Ne Olduysa Yine Çocuğa Oldu! İlk Bölümüyle Büyük Tepkiler Çeken Sefirin Kızı Dizisinin 2. Bölümünde Neler Yaşandı?
Ne bölümdü ama...
Birinci bölümünde hepimizin hassas noktası olan bekaret ve namus meselelerini işlemesiyle birçok insanın olumsuz tepkilerini toplamıştı Sefirin Kızı.
Birçok insan tepki gösterse de dizi ikinci bölümüyle de oldukça konuşuldu.
Yaşadığı ağır şeyleri artık kaldıramayan, kızını babasına emanet ederek intihar etmeyi düşünen Nare, ikinci bölüm açılırken yine kızını düşündüğü için intihardan vazgeçti.
İntihar etmesinin ve kızını Sancar'a bırakıp gitmesinin sebebini öğrenmek için Nare'nin önünü kesen Sancar Efe kaba kuvvete devam etti...
Her nasıl olduysa Nare o gece uçurumdan atlamış fakat ölmemiş, hatta tecavüzcüsü ve manevi abisi Akın tarafından kurtarılmış.
Sancar, Nare'nin o gecenin ardından uçağa atlayıp "Japon sevgilisiyle" yurt dışına gittiğini ve keyfinin gayet yerinde olduğuna inanıyordu.
Gediz, Kavruk ile gelip yolun ortasında tartışan ikiliye yetişince, Sancar Efe'ye ağzının payını bir güzel verip içimize soğuk sular serpmeyi başardı.
Her şeyden bihaber olan Nare, Sancar gittikten sonra Gediz'le konuştu ve işler o noktadan sonra kendisi için apayrı bir hal almaya başladı.
Beddualarımızın ortak adresi Akın'ın hayatta kalmış olması iyi mi oldu kötü mü oldu pek bilemiyoruz.
Nare babasına oraya asla geri dönmeyeceğini ve Muğla'da kalacağını söyledi.
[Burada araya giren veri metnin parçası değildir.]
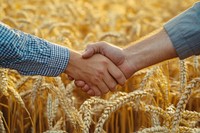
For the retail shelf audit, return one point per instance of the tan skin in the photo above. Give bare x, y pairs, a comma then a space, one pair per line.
98, 72
150, 50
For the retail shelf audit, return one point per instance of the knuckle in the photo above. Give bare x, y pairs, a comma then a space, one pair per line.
119, 76
112, 86
105, 91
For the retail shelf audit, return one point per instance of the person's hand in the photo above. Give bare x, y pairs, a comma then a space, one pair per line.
115, 54
98, 72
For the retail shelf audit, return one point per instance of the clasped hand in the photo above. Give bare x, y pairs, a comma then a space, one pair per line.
95, 73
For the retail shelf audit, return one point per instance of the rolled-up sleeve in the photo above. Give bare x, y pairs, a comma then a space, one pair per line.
30, 55
184, 32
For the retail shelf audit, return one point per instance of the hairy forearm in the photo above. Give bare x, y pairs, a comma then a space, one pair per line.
152, 49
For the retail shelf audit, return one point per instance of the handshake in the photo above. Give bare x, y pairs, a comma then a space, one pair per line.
102, 66
99, 69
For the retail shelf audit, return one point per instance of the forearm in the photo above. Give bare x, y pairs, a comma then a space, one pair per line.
150, 50
29, 54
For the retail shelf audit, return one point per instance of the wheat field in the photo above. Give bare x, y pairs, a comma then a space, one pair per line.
161, 98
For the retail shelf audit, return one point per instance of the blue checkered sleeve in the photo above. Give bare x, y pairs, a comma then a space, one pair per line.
30, 55
184, 32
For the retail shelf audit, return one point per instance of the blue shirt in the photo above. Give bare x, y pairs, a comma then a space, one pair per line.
30, 55
184, 32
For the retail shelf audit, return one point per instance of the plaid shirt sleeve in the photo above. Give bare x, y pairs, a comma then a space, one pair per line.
184, 32
30, 55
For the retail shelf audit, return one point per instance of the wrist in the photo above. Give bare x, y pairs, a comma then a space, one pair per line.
73, 63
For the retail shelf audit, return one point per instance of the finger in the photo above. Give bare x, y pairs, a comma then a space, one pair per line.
110, 82
85, 88
79, 83
91, 92
70, 78
116, 74
103, 87
96, 90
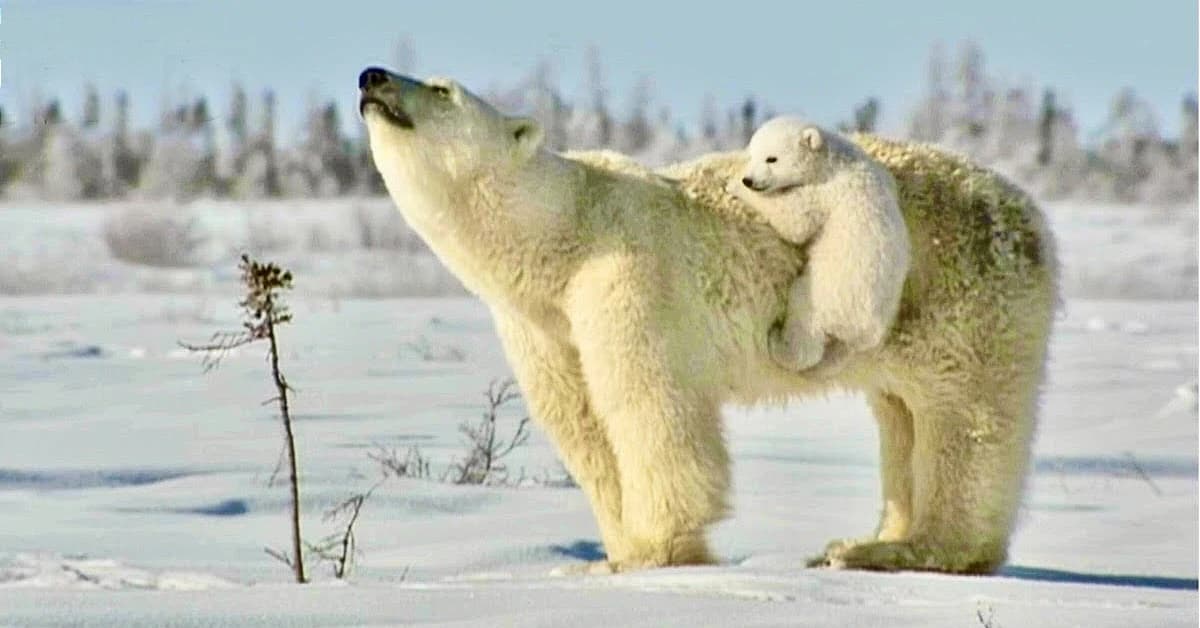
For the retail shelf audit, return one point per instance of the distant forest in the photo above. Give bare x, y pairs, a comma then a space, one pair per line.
235, 151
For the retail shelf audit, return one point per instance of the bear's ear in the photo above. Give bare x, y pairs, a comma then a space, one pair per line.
527, 133
811, 138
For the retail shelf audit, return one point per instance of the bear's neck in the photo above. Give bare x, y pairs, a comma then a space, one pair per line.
510, 237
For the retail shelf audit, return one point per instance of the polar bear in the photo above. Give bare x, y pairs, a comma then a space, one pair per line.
816, 187
633, 304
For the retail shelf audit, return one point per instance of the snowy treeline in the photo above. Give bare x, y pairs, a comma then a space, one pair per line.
1033, 137
234, 150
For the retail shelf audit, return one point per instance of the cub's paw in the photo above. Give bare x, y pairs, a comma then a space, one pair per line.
789, 354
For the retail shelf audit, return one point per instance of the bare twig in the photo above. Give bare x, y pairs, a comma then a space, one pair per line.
483, 464
341, 546
263, 312
1143, 474
413, 465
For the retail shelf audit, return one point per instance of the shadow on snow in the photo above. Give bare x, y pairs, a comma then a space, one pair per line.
1060, 575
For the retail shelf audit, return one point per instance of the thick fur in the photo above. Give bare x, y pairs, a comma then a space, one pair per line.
816, 187
633, 304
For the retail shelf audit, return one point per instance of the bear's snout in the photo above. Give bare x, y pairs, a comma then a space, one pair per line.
372, 77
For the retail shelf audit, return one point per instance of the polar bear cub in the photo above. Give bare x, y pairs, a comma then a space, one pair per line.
817, 187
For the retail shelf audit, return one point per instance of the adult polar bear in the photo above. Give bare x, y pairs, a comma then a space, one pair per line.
633, 304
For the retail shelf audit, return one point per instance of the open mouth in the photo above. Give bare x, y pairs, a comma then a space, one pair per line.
394, 114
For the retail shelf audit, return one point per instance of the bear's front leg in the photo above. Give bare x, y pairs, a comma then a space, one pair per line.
547, 369
647, 378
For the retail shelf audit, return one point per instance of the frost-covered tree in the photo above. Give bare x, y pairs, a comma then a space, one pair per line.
635, 131
929, 121
549, 107
259, 177
867, 117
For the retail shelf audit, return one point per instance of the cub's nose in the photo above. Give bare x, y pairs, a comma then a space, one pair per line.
372, 77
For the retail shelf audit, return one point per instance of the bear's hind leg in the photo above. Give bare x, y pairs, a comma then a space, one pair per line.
969, 462
550, 377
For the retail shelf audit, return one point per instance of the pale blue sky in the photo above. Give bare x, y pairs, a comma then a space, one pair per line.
814, 58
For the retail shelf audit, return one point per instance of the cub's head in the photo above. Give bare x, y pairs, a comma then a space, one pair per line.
786, 153
437, 135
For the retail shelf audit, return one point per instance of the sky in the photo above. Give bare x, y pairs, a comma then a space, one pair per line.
815, 59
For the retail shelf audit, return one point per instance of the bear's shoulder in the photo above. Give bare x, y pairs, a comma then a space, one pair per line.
611, 161
705, 180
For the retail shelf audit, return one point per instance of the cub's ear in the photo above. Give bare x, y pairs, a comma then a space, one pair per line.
527, 133
811, 138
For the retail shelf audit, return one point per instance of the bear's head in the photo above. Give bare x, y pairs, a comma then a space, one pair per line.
437, 136
787, 153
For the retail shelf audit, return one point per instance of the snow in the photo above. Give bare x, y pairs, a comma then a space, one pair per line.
135, 489
360, 247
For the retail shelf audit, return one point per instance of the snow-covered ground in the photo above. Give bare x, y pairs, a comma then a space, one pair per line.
363, 249
135, 488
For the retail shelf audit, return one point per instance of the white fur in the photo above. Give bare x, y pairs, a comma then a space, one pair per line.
816, 187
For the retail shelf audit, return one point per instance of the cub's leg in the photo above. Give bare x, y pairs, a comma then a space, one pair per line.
552, 383
895, 464
797, 344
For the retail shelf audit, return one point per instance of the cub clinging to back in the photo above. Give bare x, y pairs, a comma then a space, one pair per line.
816, 187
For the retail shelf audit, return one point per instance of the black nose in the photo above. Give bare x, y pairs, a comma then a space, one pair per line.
373, 77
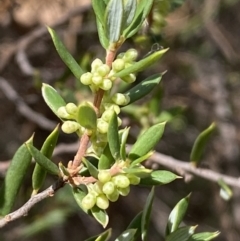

Oraya yerleşecek ve kızını Sancar'dan geri alacaktı.
Yeri gelmişken söyleyelim, Neslihan Atagül ve Uraz Kaygılaroğlu şahane bir ikili oldular. İkisinin birlikte olduğu sahnelerde enerjileri o kadar tutuyor ki ekrana kilitlenip kalıyoruz.
Uraz Kaygılaroğlu'nun canlandırdığı Gediz'in, Nare'ye içten içe aşık olduğu çok bariz. Onunla yakından ilgileniyor ve neler olduğunu anlamak için sürekli ağzından laf almaya çalışıyor. Peşini bırakmıyor, nereye gitse oraya geliyor. Yardım etmek için elinden gelen her şeyi yapıyor. Hatta en son gerçekleri öğrenmek için o kadar zorluyor ki Nare'yi, sonunda Nare dayanamayıp 8 sene önce o uçurumdan aşağı atladığını ama ölemediğini anlatıyor üzeri kapalı bir şekilde. Sonrasında ise sinirlerine hakim olamayıp haykırarak neler olduğunu anlatmaya başlıyor.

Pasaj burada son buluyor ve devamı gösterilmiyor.